Source linked

إدراج الجلسة الذاتية المختلطة يضرب علامات LLM 4.3% على التحويل المالي F1

يوفر إطارًا معينًا يتوافق مع محركات التحول الذاتي مع محركات التعديل LLM تحسين التصنيف بنسبة 13.38 في المئة من تخفيض خسائر الورق في حين توفر علامات التفكير المعروفة مع دقة قليلة تقريبًا.

financial servicesself supervised learningllm distillationsession embeddingsrecommender systemscross platform personalization

A self-supervised Transformer encoding multi-modal clickstreams into compact session embeddings improved macro Recall@1 by 1.88% and cut Log Loss by 13.38% over production baselines in a financial services recommendation system. That's not an ablation on a toy dataset; those numbers come from a real deployment on mobile homepage tile ranking at an unnamed financial institution.

The Cross-Platform Gap That Kills Personalization

Financial services suffer a unique problem: pre-login web browsing and authenticated in-app behavior are worlds apart. Anonymous users explore products on the web; logged-in users service accounts on mobile. Cross-channel entity resolution is hard; matching anonymous web sessions to authenticated accounts often fails. As a result, rich web-based intent signals are discarded for post-login personalization.

Existing methods for capturing web intent are ad-hoc and narrow. They either bake in rigid rules or produce uninterpretable vectors that product managers and compliance teams can't review. The authors of arXiv:2606.26277 set out to build a single pipeline that serves both quantitative ranking and qualitative understanding at scale.

Self-Supervised Encoding with an LLM Distillation Layer

The architecture has two heads. A self-supervised Transformer takes raw web clickstreams (page types, dwell times, search queries, etc.) and outputs a compact session embedding for downstream ranking and prediction tasks. Separately, an LLM-based taxonomy generation and distillation pipeline produces human-readable intent labels (e.g., "researching mortgages", "comparing credit cards").

Key design choice: the LLM is used only offline to generate and distill taxonomy labels; the online serving uses a lightweight classifier trained on those labels. This keeps inference latency ultra-low while retaining interpretability. The session embedding and the distilled labels are then evaluated head-to-head and in combination on two production tasks.

Concrete Gains on Ranking and Conversion

On the mobile homepage tile ranking task, the session embedding alone delivered a 1.88% improvement in macro Recall@1 and a 13.38% reduction in Log Loss compared to the existing production baseline.
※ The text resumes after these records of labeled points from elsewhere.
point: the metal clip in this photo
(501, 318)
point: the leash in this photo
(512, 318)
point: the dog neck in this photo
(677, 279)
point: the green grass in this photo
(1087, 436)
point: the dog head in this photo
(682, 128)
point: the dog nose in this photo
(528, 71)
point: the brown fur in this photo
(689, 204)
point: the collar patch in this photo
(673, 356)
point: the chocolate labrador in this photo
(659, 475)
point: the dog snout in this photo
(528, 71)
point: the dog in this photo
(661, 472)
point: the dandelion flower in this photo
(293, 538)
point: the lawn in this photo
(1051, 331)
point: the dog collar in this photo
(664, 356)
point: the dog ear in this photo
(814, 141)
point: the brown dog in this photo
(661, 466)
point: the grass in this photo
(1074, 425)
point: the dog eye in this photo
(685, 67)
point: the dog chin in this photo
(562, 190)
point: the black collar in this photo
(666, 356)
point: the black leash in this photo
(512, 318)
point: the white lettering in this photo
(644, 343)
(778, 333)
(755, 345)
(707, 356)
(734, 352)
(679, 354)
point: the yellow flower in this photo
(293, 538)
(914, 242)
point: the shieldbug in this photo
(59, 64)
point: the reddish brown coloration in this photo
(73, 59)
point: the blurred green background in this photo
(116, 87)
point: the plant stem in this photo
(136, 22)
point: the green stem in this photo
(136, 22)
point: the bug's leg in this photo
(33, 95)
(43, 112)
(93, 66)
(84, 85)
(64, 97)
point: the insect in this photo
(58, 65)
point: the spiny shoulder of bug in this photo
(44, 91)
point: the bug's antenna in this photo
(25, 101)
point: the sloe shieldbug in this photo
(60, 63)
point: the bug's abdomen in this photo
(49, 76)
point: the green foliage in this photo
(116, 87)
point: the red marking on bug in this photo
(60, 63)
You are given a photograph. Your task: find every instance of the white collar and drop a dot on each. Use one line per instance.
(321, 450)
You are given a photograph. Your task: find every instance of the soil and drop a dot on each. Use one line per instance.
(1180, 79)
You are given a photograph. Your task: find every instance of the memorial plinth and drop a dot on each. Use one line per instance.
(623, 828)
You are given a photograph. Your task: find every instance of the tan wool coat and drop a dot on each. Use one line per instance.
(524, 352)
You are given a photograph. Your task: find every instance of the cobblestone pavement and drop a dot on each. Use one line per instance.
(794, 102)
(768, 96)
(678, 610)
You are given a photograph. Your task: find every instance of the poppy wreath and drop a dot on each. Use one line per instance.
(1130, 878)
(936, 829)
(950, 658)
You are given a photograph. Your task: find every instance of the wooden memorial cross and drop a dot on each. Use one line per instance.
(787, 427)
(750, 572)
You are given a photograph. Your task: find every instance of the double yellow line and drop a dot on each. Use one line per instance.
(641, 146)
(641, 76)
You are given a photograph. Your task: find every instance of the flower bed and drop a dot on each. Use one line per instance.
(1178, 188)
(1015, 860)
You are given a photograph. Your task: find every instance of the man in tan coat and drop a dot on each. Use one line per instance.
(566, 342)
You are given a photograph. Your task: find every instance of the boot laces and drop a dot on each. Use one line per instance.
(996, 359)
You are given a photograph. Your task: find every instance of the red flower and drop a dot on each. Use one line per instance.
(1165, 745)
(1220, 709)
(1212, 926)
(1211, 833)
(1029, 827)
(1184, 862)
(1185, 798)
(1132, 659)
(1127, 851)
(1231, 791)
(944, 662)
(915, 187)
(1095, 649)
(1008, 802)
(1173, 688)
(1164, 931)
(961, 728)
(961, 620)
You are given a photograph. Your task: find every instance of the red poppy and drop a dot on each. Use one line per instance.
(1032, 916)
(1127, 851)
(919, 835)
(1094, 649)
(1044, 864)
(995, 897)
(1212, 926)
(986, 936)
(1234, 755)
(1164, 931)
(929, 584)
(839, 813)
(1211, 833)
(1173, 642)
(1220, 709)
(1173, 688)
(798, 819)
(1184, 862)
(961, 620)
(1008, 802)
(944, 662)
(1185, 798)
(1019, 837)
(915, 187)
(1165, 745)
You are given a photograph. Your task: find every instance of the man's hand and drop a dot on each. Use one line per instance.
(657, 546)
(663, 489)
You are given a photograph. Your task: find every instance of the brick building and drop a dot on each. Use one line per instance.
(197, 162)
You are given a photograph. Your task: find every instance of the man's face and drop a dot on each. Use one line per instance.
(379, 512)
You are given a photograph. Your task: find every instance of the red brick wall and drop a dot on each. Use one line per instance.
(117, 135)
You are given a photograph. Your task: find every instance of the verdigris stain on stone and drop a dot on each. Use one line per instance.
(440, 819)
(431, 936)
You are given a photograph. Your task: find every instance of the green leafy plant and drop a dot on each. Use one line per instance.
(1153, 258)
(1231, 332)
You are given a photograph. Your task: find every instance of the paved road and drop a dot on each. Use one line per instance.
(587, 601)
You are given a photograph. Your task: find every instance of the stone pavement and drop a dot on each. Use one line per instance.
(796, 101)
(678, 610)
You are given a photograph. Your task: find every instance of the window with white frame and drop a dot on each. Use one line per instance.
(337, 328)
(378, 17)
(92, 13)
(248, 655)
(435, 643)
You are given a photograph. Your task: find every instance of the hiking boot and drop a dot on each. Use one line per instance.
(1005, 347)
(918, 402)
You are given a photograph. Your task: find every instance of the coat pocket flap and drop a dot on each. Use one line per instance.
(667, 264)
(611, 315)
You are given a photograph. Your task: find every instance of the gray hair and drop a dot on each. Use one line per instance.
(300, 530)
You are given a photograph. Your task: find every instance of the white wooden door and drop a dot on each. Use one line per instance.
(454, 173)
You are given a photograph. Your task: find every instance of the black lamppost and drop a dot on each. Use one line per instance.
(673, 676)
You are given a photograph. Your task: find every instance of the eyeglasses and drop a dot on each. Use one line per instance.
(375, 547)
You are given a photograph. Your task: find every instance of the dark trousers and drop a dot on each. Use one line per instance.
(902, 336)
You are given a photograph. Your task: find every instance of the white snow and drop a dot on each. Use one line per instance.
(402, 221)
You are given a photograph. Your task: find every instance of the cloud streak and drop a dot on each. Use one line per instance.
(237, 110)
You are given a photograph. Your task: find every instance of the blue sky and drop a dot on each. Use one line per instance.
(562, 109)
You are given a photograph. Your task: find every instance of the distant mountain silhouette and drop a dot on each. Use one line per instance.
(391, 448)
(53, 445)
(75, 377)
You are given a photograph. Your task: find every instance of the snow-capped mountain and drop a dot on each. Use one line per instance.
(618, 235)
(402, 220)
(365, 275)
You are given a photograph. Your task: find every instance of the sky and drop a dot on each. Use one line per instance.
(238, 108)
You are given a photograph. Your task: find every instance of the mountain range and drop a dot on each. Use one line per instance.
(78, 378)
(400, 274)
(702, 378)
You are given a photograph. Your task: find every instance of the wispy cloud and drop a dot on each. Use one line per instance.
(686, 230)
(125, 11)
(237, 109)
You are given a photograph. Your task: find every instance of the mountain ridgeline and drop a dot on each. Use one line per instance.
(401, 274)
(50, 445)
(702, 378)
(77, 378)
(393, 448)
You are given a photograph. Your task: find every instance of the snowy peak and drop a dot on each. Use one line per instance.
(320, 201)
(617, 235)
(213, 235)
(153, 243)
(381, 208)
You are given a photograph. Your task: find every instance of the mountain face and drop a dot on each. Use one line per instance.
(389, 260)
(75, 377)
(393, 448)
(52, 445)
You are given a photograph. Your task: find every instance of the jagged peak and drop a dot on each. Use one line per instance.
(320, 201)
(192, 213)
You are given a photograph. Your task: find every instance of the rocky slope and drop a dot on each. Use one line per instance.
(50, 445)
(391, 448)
That's a meaningful win for a system already tuned over years.

On user conversion prediction (will this anonymous web visitor eventually convert to a logged-in account action?), the session embedding outperformed the LLM-generated labels by 4.3% on micro F1. The distilled label layer was only 7% behind the embedding on F1, offering a transparent alternative for cases where interpretability is mandated.

The system proves you don't have to choose between accuracy and explainability. Self-supervised embeddings drive the ranking engine; distilled labels satisfy auditors and product teams. Expect financial services recommenders to adopt this dual-output pattern widely as cross-platform entity resolution remains a bottleneck.


Source: From Clicks to Intent: Cross-Platform Session Embeddings with LLM-Distilled Taxonomy for Financial Services Recommendations
Domain: arxiv.org

Read original source ->

External source stays available while the OJO article and comment thread stay local.

Comments load interactively on the live page.